Won’t someone think of the addicts?

Elizabeth Hovde’s column in the Oregonian this weekend examined the new statewide smoking ban and said, hey, aren’t smokers people too?

It feels good to pass laws that protect people’s health. But retaining the rights of private property owners and the social lives of a minority group feels pretty good, too. It’s unfortunate state lawmakers didn’t choose to do both. They could have…

Several business owners in Washington have tried, with no success, to get around their state’s smoking ban by creating members-only type clubs for smokers. Such areas would not have employees working in the area and would use a different ventilation system than the rest of the business. But the 2005 law is clear: If the business has employees, no smoke is allowed on the premises.

Washington and Oregon should revise their laws to accommodate those seeking the loopholes. The loopholes make sense. If there is a way to protect workers without denying a property owner the right to allow smoking on his or her premises, the state should be interested in making that happen.

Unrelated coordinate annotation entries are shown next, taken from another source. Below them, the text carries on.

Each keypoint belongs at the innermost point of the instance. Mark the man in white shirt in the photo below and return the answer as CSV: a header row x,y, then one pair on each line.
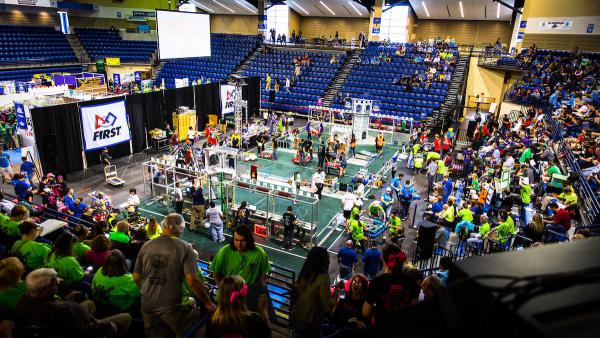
x,y
318,179
348,202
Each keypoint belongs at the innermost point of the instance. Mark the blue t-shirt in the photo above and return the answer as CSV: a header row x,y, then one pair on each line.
x,y
27,167
4,160
347,256
21,188
372,260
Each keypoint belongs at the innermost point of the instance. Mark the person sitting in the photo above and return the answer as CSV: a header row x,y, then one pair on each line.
x,y
30,252
112,285
64,318
12,287
232,318
347,312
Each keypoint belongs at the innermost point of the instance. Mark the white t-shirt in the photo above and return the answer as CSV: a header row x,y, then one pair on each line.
x,y
319,178
348,201
133,200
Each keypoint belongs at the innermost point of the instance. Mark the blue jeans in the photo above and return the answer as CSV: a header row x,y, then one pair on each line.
x,y
217,231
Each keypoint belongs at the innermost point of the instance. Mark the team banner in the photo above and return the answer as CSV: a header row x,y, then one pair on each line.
x,y
228,93
104,125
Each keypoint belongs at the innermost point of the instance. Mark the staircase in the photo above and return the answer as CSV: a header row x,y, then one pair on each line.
x,y
239,71
445,115
80,52
341,76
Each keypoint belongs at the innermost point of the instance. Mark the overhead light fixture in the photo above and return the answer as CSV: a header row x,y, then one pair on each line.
x,y
245,6
227,8
425,8
300,7
329,9
202,6
354,7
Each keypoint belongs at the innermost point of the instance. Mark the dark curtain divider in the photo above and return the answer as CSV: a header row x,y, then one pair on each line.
x,y
207,102
119,150
58,136
251,93
146,112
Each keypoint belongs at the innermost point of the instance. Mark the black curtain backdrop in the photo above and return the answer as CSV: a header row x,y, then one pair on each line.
x,y
116,151
207,102
146,112
251,93
58,136
178,97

Granted, there won’t be a huge outcry to help smokers and businesses friendly to smokers breathe more easily under the new ban. Smokers’ liberties have been numbered for some time.

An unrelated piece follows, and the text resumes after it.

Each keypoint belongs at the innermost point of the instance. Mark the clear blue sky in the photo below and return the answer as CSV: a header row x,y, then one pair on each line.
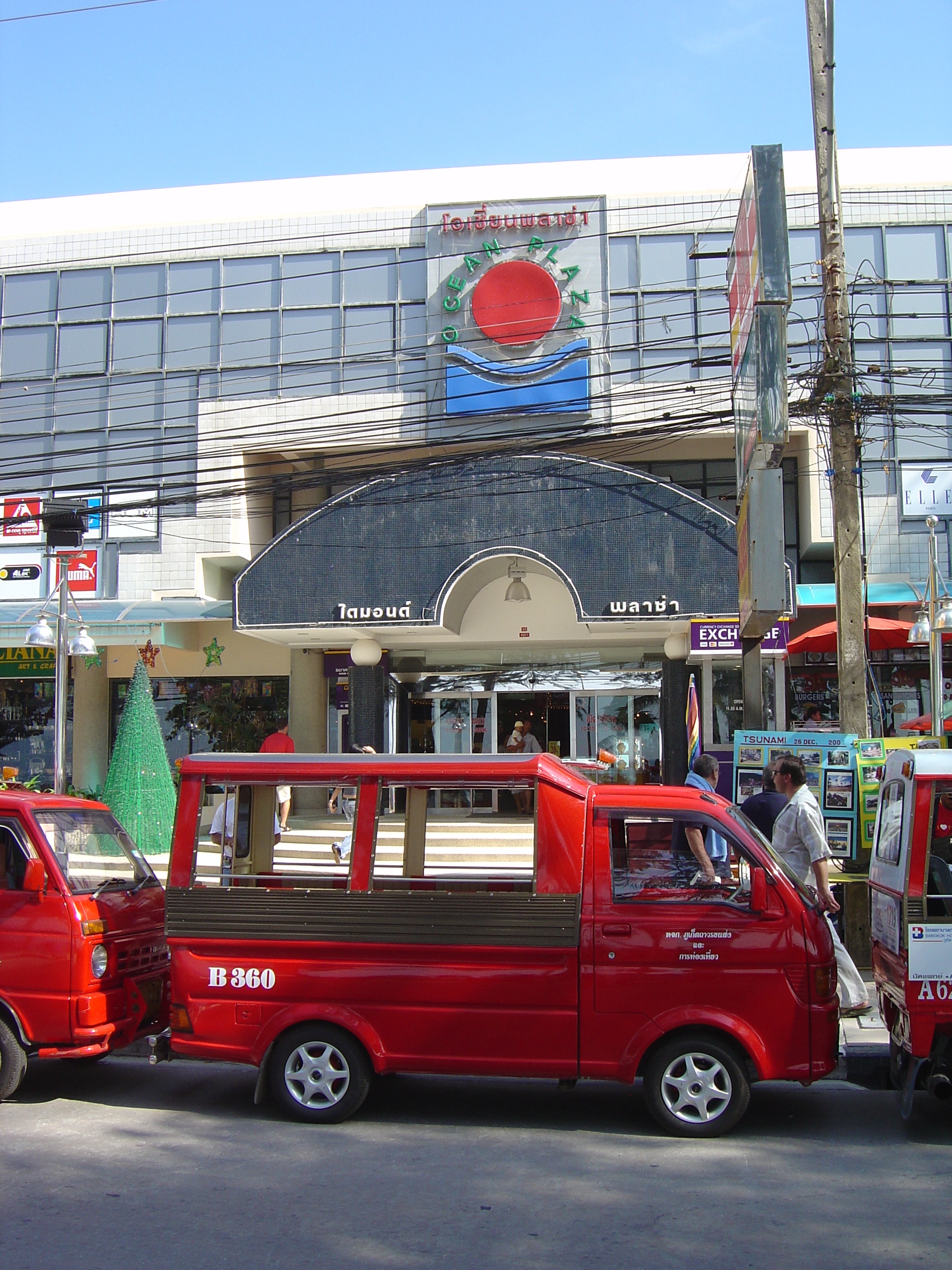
x,y
191,92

With a 17 percent adult smoking rate in Oregon, according to 2007 statistics from the Kaiser Family Foundation, smokers’ shot at fighting laws that curtail smoking have been thinner than a Virginia Slim. But Oregonians value minority groups and should be interested in a better solution than creating social shut-ins and threatening the profit of some businesses…

Even though Oregon’s law is better than some others, it could have been better. It could have been a little “weird,” the way many Oregonians say they like things to be around here. It could have ensured that when everyone in a given, independently ventilated, private location is there voluntarily and off the clock, smoking is permitted. It could have protected the health of workers and us nonsmokers, while accommodating smokers and business owners. How odd would that have been?

I have a few quibbles with the article. For one, it paints all smokers as addicts; some people legitimately enjoy tobacco and can do so in moderation. I think there are better ways to reduce the number of smoking businesses than only allowing private clubs. And finally, it cites the Pueblo smoking ban study, a shoddy piece of work that no one should take seriously. But that aside, it’s great to see people taking a step back and realizing that no matter how much they dislike smoking, the comprehensive bans that have become en vogue go too far. Kudos to Elizabeth for writing this and the Oregonian for running it. We need more of this.